For the past two months, people in Minneapolis, Minnesota, have mobilized to protect their neighbors from the immigration crackdown that has become infamous for the brutal violence of the federal agents involved. As U.S. Immigration and Customs Enforcement (ICE) and U.S. Customs and Border Protection (CBP) agents have attacked and detained community members, protesters have whistled, marched, and set up mutual aid for their neighbors. Though White House “border czar” Tom Homan announced the withdrawal of federal agents from the city, the mass movement of the people of Minnesota is still growing.
Zach D. Roberts
An observer documents a parked, unmarked ICE vehicle on a quiet street in Minneapolis, Minnesota, on February 6, 2026.
While the recent rapid response networks can be traced to the George Floyd protests in 2020, locals tell me that it’s also just Minnesota. The cold climate and a long history of labor organizing means that people in the Midwestern state tend to take care of each other: if your car breaks down in the cold, people stop and help you simply because they don’t want you to freeze. Minnesota’s long history of organizing goes back to the 1850s in St. Paul, when tailors carried out the first known strike in the state and printers organized the first union. The radical labor movement emerged in Minneapolis in the early 1900s, and in 1968, the American Indian Movement was founded in the city.
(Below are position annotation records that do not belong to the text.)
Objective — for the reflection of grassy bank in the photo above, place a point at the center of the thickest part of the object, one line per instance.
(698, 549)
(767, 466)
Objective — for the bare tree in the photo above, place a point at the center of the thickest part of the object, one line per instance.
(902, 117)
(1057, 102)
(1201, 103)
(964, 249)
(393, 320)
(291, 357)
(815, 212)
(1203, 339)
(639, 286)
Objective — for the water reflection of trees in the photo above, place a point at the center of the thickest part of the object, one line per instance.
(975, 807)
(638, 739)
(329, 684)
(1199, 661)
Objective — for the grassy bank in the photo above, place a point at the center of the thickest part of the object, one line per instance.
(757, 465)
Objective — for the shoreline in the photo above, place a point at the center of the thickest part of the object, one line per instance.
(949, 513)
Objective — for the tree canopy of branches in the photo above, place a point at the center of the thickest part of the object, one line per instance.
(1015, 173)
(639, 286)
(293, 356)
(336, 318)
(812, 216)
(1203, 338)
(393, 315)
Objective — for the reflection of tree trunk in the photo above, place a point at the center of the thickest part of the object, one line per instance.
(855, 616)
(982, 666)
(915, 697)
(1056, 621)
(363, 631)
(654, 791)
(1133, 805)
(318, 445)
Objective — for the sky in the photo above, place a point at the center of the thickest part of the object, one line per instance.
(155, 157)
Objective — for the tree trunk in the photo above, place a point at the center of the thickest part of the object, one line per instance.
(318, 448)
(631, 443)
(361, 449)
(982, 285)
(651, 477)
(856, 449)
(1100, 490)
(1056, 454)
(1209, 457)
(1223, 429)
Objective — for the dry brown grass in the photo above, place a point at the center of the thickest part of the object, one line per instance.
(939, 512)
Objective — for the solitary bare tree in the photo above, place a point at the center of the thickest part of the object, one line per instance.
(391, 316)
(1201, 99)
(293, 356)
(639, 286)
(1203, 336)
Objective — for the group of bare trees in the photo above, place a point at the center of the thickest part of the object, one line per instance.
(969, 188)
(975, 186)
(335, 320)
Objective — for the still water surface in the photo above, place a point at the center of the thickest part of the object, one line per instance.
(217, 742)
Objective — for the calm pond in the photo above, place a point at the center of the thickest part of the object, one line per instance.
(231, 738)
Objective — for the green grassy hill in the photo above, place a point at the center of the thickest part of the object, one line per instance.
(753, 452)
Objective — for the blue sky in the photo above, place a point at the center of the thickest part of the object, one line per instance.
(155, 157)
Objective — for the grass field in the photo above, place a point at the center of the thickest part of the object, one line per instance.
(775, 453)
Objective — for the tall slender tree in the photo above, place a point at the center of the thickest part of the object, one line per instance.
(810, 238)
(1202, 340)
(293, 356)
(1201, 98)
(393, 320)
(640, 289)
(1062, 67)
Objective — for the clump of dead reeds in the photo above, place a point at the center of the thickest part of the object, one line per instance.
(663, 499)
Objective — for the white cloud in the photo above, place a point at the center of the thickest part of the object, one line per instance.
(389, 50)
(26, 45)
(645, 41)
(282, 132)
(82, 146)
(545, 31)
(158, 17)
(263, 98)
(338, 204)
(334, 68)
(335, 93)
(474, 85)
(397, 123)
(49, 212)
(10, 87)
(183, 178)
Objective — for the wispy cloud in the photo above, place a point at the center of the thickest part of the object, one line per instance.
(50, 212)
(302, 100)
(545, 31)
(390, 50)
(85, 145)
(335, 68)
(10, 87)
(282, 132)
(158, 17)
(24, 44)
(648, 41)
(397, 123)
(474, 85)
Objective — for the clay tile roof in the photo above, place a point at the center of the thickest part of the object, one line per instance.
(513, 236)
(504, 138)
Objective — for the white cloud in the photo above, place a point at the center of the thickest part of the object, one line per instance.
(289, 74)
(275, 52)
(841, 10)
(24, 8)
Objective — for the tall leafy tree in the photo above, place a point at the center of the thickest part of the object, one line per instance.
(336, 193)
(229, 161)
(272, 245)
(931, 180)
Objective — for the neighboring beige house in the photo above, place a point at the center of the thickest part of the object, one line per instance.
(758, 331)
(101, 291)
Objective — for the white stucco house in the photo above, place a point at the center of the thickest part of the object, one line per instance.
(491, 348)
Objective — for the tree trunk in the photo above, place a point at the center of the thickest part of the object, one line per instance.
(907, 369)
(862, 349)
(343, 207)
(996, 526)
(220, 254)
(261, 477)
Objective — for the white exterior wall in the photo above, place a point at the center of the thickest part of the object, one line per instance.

More recently, during the height of the COVID-19 pandemic, Minneapolis residents built networks of mutual aid to help out people whom government structures were not helping—by doing simple things like food delivery.
Zach D. Roberts
A rapid responder talks with a federal agent in a vehicle on February 9, 2026. The conversation went from jovial mocking to yelling “ICE out” as the officer tried to claim that he was helping the community.
Community members patrol their neighborhoods on foot, watching for ICE presence (known as patrollers) and in cars (known as commuters) using the cellphone app Signal, an encrypted messaging tool, to communicate with neighbors about what they see. They pay special attention to suspicious vehicles, reporting to their Signal chatgroup the license plates and descriptions of the cars, usually SUVs with tinted windows and drivers who are masked. People responding from their homes use decentralized, crowdsourced databases created by organizers that list ICE license plates to help identify the vehicles in which ICE agents are riding. They then disseminate a warning to other responders on the street, who in turn use their whistles to warn the neighborhood that ICE agents are patrolling. Nearby drivers often start honking their car horns as well.
The agents usually stay in their cars with the windows rolled up—but they will occasionally roll down the window to antagonize the responders. But they usually don’t last long against these whistling Minnesotans.
Zach D. Roberts
Hot Plate, a small breakfast restaurant in the Nokomis neighborhood of Minneapolis, is one of many local businesses throughout the city that have placed signs on their doors warning federal agents they are not allowed inside, pictured here on February 6, 2026.
Zach D. Roberts
Throughout the city, signs have been posted protesting the presence of ICE and demanding that federal agents leave the city, as pictured here on February 6, 2026. Some of these are homemade while others are printed by local designers and artists.
Zach D. Roberts
Residents of Minneapolis use shopping carts, chairs, and other found items to block the passage of ICE vehicles through their neighborhood on February 7, 2026.
Protesters have attempted to restrict the movements of federal agents throughout their city with filter blockades. Often by lining up wooden pallets, trash cans, protest signs, shopping carts, and traffic cones, while congregating in between these barricades. The idea is to avoid blocking off an entire neighborhood or even a main thoroughfare, but to slow down all traffic in an effort to see who is traveling through the community. Most cars are allowed to pass through similar to a normal roundabout, but if it’s a confirmed ICE vehicle they are blocked with chairs and other assorted items placed in front of their vehicles. It doesn’t stop them completely, but it does slow them down and it makes them spend time when they could otherwise have been harassing residents. The car I was traveling in fit that description—we weren’t stopped after we simply rolled down our windows to show that we were not federal agents.
Zach D. Roberts
Minneapolis police officers have consistently dismantled the filter blockades, as pictured here on February 7, 2026.
Zach D. Roberts
Militarized and masked, ICE and CPB agents menace a neighborhoods in Minneapolis on January 14, 2026.
Though hundreds of the federal agents are now leaving Minneapolis (leaving hundreds more still in the city), they aren’t heading home—they’re going to other cities. The next wave of Donald Trump’s deportation blitz likely will not look like hundreds of troops mobilizing in one major city, but rather dozens of agents in multiple smaller cities and towns around the country. Since the announcement of the drawdown, organizers in Minneapolis have been reaching out to other communities across the country, inviting them to learn from and replicate their tactics.